The Pensions Authority shut down one person pension schemes last July. The replacement is the Master Trust structure. Over the last few weeks, the insurance companies have been launching their version of the master trust structure that can be used in one person arrangements.
What is a Master Trust?
Previously, when setting up a one person arrangement, the company usually acted as the trustee. For each one person scheme, there was a new trust, which was put in place through a letter of exchange.
Under the Master Trust, there is one trust for all of the providers company pensions and the trust contains multiple individual employer plans. Each of these plans is completely separate from others.
The trustees are a number of independent trustees or a trustee company who are appointed by the provider. They are responsible that all the schemes comply with the relevant legislation.
What differences does this make?
There are quite a few changes to how one person Master Trust pensions will work.
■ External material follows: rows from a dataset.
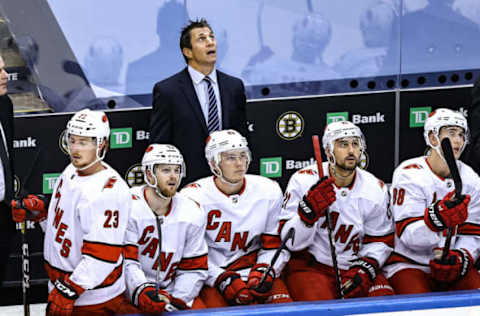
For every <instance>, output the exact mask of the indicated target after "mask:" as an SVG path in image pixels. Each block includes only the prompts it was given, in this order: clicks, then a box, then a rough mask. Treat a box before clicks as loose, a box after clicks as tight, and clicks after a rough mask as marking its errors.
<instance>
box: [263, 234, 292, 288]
mask: <svg viewBox="0 0 480 316" xmlns="http://www.w3.org/2000/svg"><path fill="white" fill-rule="evenodd" d="M290 239H291V240H292V244H293V240H294V239H295V228H293V227H291V228H290V229H289V230H288V232H287V235H286V236H285V239H284V240H282V243H281V244H280V246H279V247H278V248H277V250H276V251H275V254H274V255H273V257H272V261H271V262H270V265H269V266H268V269H267V271H265V273H264V274H263V276H262V278H261V279H260V282H258V285H257V287H256V289H257V290H258V289H261V288H262V287H263V283H264V282H265V279H266V278H267V276H268V274H269V273H270V271H272V269H273V266H274V265H275V263H276V262H277V259H278V257H279V256H280V253H281V252H282V250H283V249H285V246H286V245H287V242H288V241H289V240H290Z"/></svg>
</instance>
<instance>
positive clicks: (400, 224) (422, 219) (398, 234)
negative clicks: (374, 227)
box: [395, 216, 423, 238]
mask: <svg viewBox="0 0 480 316" xmlns="http://www.w3.org/2000/svg"><path fill="white" fill-rule="evenodd" d="M420 220H423V216H417V217H409V218H405V219H403V220H401V221H398V222H395V227H396V230H397V237H398V238H400V236H401V235H402V233H403V231H404V230H405V228H407V226H408V225H410V224H411V223H414V222H416V221H420Z"/></svg>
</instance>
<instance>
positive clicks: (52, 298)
mask: <svg viewBox="0 0 480 316" xmlns="http://www.w3.org/2000/svg"><path fill="white" fill-rule="evenodd" d="M54 286H55V287H54V288H53V290H52V291H51V292H50V294H49V295H48V304H47V312H46V314H47V315H48V316H70V315H71V314H72V312H73V304H74V303H75V300H76V299H77V298H78V297H79V296H80V295H81V294H82V293H83V292H85V290H84V289H83V288H82V287H81V286H80V285H78V284H75V283H74V282H73V281H72V280H70V278H69V277H68V276H67V277H66V278H65V280H60V279H59V280H57V281H55V284H54Z"/></svg>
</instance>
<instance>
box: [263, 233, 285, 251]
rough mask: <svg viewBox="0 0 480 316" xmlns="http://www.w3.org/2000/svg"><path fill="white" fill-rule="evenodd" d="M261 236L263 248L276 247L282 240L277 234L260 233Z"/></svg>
mask: <svg viewBox="0 0 480 316" xmlns="http://www.w3.org/2000/svg"><path fill="white" fill-rule="evenodd" d="M261 238H262V244H263V247H262V248H263V249H277V248H278V247H280V244H281V243H282V240H281V239H280V236H278V235H267V234H262V237H261Z"/></svg>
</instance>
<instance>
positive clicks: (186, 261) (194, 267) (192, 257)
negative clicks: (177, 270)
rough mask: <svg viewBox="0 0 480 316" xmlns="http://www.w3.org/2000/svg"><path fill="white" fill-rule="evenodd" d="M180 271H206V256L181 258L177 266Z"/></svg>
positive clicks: (207, 257) (206, 260)
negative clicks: (189, 270) (179, 262)
mask: <svg viewBox="0 0 480 316" xmlns="http://www.w3.org/2000/svg"><path fill="white" fill-rule="evenodd" d="M178 269H180V270H208V257H207V254H204V255H200V256H197V257H190V258H182V260H180V264H179V265H178Z"/></svg>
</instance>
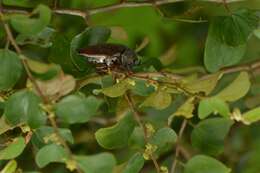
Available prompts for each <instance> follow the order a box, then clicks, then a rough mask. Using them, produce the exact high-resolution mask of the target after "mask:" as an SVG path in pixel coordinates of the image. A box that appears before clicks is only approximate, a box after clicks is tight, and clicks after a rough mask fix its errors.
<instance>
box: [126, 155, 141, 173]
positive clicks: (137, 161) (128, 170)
mask: <svg viewBox="0 0 260 173" xmlns="http://www.w3.org/2000/svg"><path fill="white" fill-rule="evenodd" d="M143 166H144V158H143V156H142V154H141V153H136V154H134V155H133V156H132V157H131V158H130V160H129V161H128V164H127V166H126V168H125V169H124V171H123V173H139V172H140V171H141V169H142V168H143Z"/></svg>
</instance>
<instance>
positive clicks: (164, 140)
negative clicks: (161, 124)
mask: <svg viewBox="0 0 260 173" xmlns="http://www.w3.org/2000/svg"><path fill="white" fill-rule="evenodd" d="M176 141H177V134H176V133H175V131H174V130H172V129H171V128H169V127H164V128H161V129H159V130H158V131H157V132H156V133H155V134H154V135H153V136H152V138H151V139H150V140H149V143H150V144H153V145H155V146H157V149H156V152H155V153H156V154H158V155H159V154H162V153H163V152H164V151H167V150H169V149H171V148H172V146H173V145H174V144H175V142H176Z"/></svg>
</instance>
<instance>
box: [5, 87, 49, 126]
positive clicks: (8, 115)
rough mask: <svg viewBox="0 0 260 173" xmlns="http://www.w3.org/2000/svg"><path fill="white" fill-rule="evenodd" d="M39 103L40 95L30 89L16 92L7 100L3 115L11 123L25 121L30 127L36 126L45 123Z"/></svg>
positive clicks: (16, 123) (9, 97) (25, 122)
mask: <svg viewBox="0 0 260 173" xmlns="http://www.w3.org/2000/svg"><path fill="white" fill-rule="evenodd" d="M40 103H41V99H40V97H38V96H37V95H35V94H34V93H33V92H31V91H26V90H23V91H19V92H16V93H14V94H13V95H11V96H10V97H9V99H8V100H7V102H6V107H5V113H4V116H5V118H6V120H7V122H8V123H10V124H12V125H17V124H20V123H26V124H28V125H29V126H30V127H32V128H37V127H39V126H41V125H43V124H45V122H46V119H47V117H46V115H45V113H44V112H43V110H41V108H40Z"/></svg>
No early exit penalties. A feature of the old executive pension plan was most of them had early exit penalties if you transferred your benefits to another provider in the first 5 years. That is now gone.
Transfer values get 100% allocation. So if you transfer in €100,000, you can be sure that the full amount is invested into your pension fund.
This does not apply to new contributions where it is still possible to have less than you paid in actually invested in your plan. This will happen in cases where the advisor is getting paid a commission.
Less fund choice. As the trustees have a responsibility to ensure that the members are invested in prudent funds, some of the more exotic funds are not available. For the vast majority of investors, this won’t matter and the most popular funds are still available.
More expensive. There is a cost to have a professional trustee who will carry out all the trustee duties for you (these were mainly ignored when companies were trustees) as well as the increased duties that are required under IORPS II. The low cost pensions that were available are now gone (one provider does have access to lower cost plan for large contributions) and you can expect to pay between 0.25% – 0.4% more per annum.
The world of one person company pensions has changed a huge amount this year. The no annual funding limit PRSA is also a part of the Finance Bill which will come into law in 2023. This will also present some interesting options in the pension planning space.